Nietypowa rzeźba stanęła 18 lipca przy al. Giedymina w Wilnie nieopodal litewskiego Sejmu. Postać ludzka, wyrzeźbiona w… lodzie trzymała tabliczkę z napisem: „Ar tu skaidrus kaip aš?“ („Czy jesteś równie przejrzysty, jak ja?”). Wydaje się, że jest to dobre pytanie w kontekście kontrowersyjnych wydarzeń, które ostatnio miały miejsce w życiu politycznym Litwy – czyli skandal w związku z korupcją w Związku Liberałów, „czarna” księgowość i łapówkarstwo w Partii Pracy, zarzuty wobec Związku Chłopów i Zielonych Litwy o wywieranie wpływu na wyborców.
Rzeźba wykonana z lodu pojawiła się nieopodal budynku sejmu wczesnym rankiem 18 lipca.
Jak poinformował przedstawiciel samorządu miasta, żadne pozwolenie na postawienie w tym miejscu rzeźby nie zostało wydane. Nie wykluczone, że takie zezwolenie nie było wymagane, bo wspomniane terytorium może należeć do parlamentu. Jak zapewniła kanclerz sejmu Daiva Raudonienė, została ona poinformowana przez funkcjonariuszy Departamentu Ochrony Kierownictwa, że rzeźba została ustanowiona z zachowaniem przepisowych odległości.
Inicjatorem i wykonawcą akcji z lodową rzeźbą jest spółka „Ledo meistrai“ (Mistrzowie lodu). Szef firmy Paulius Orlovas w rozmowie z „Kurierem Wileńskim” zaznaczył, że wymowę artystyczną tego dzieła należy pojmować całościowo, bez politycznego podtekstu, zaś akcja ogólnie zachęca do tego, by ludzie spojrzeli krytycznie na… siebie.
– Nasza akcja społeczna absolutnie nie jest związana z polityką. Jedyne, co łączy rzeźbę z politykami, to fakt, że stoi nieopodal sejmu.
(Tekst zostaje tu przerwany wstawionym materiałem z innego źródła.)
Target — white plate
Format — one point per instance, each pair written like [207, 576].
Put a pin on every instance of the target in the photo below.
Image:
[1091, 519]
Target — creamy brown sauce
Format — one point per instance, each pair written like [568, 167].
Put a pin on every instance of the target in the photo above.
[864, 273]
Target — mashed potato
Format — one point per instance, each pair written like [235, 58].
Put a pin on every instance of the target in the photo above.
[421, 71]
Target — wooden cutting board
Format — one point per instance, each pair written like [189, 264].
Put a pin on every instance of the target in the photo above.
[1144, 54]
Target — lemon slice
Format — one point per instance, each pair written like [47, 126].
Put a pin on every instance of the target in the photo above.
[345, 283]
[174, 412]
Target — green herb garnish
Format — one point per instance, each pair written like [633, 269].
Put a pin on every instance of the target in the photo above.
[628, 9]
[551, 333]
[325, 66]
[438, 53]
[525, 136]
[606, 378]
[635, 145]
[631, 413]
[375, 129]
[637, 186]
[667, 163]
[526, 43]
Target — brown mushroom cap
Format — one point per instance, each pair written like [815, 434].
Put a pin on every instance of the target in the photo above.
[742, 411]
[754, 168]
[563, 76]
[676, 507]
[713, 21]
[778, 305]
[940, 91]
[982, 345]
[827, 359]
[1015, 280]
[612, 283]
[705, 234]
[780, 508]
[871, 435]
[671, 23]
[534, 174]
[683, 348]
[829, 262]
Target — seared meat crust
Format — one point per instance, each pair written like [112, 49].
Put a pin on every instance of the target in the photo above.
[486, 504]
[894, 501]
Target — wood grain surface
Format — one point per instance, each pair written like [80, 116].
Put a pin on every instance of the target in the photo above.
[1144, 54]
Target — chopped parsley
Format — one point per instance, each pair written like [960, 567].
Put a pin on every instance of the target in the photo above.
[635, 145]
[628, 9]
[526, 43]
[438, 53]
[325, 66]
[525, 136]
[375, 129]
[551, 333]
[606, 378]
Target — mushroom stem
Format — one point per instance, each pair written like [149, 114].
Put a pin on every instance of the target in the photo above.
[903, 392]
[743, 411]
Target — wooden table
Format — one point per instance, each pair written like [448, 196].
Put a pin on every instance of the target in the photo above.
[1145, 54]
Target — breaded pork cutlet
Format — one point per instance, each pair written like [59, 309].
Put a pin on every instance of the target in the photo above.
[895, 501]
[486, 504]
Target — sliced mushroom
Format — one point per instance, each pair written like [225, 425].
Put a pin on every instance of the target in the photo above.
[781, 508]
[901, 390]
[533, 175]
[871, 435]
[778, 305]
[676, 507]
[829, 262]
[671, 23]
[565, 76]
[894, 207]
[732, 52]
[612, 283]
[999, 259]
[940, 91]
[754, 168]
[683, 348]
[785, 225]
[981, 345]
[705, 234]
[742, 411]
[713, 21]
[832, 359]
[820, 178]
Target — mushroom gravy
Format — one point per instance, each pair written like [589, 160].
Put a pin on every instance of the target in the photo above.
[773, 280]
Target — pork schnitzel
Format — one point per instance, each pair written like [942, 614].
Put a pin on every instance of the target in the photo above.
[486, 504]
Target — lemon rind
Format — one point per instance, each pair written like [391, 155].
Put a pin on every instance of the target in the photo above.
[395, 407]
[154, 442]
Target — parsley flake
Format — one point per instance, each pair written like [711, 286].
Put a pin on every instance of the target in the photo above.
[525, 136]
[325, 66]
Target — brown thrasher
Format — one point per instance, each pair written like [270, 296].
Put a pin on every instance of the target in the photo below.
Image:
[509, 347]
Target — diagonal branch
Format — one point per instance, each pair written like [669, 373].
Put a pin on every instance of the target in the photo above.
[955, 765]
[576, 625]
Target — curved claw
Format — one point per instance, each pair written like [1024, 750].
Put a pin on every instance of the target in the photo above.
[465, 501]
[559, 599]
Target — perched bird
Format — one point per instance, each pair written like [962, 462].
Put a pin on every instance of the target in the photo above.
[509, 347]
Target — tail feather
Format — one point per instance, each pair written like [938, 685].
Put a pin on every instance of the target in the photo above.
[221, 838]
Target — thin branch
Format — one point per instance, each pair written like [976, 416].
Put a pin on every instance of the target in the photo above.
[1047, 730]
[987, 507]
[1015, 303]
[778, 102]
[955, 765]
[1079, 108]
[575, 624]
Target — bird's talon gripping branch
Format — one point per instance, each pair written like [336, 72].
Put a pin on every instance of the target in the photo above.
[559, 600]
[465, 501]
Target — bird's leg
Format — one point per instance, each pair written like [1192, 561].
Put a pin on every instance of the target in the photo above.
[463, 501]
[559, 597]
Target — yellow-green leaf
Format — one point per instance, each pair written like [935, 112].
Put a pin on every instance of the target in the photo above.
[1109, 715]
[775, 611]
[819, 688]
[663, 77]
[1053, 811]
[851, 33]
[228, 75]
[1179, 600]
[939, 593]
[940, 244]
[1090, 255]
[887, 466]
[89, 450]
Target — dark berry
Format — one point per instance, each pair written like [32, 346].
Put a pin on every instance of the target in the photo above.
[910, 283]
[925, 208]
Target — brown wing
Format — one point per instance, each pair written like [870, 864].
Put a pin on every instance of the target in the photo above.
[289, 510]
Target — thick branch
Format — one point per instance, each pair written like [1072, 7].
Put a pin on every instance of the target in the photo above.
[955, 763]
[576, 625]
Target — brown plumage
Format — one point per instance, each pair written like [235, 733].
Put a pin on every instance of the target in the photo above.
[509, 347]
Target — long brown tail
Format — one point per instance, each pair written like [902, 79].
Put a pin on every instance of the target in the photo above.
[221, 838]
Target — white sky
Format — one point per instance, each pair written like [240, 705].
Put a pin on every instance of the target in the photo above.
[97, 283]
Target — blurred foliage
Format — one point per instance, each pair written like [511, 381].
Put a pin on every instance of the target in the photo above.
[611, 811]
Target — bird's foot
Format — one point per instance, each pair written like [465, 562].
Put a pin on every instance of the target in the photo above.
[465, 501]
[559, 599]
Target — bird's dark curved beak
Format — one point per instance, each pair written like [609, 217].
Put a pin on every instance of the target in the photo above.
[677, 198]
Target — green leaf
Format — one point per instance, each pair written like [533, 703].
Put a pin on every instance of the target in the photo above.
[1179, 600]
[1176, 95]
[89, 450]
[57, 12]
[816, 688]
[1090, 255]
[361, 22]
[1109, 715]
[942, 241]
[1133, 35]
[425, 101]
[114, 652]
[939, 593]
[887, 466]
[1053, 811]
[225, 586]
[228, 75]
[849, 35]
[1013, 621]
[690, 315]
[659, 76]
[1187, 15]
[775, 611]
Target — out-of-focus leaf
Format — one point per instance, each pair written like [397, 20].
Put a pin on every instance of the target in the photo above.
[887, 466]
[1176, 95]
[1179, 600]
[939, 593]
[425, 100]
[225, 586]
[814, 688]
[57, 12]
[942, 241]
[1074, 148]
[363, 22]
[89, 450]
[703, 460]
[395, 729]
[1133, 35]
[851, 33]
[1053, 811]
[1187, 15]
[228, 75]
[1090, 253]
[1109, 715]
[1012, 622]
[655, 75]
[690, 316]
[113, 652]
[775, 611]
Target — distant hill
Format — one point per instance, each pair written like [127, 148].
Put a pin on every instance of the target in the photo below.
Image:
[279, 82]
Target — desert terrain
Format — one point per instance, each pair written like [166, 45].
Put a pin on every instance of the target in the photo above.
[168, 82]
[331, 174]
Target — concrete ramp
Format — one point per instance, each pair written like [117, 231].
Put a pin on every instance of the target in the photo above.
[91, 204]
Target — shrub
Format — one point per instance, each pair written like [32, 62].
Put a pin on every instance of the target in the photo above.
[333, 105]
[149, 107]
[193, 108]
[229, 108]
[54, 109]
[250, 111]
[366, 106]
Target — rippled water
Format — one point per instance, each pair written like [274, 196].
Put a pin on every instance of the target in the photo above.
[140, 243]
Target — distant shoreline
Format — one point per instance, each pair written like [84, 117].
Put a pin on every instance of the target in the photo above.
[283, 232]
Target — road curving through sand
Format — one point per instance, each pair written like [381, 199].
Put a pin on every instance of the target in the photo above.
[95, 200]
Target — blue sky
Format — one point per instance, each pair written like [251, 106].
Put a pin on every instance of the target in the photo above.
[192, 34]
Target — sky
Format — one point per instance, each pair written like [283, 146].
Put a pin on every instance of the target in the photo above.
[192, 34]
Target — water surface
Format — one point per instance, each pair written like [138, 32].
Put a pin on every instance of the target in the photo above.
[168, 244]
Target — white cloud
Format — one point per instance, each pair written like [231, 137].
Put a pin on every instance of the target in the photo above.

Skąd taki pomysł? Widzimy w prasie, że 80 proc. informacji ma negatywny wydźwięk, stąd pomysł, by zaktywizować społeczeństwo, by ludzie zwrócili uwagę na siebie, na własną przejrzystość. Tylko 2 proc. ludzi potrafi przeczytać właściwie napis na tabliczce. Ludzie są skłonni atakować parlamentarzystów, którzy muszą być silni i wytrzymać presję całego społeczeństwa, nie wszystkim mogą się podobać. Ludzie muszą zrozumieć, że zanim na kogoś napadną, muszą przedtem zapytać siebie: czy jestem aż tak przejrzysty i tak dobry, by móc oskarżać innych? – powiedział Paulius Orlovas.Napis jest aluzją do deklaracji przedwyborczych Związku Chłopów, gdzie „przejrzystość” działań we wszystkich dziedzinach była szczególnie mocno akcentowana podczas kampanii reklamowej w wyborach sejmowych 2016 r.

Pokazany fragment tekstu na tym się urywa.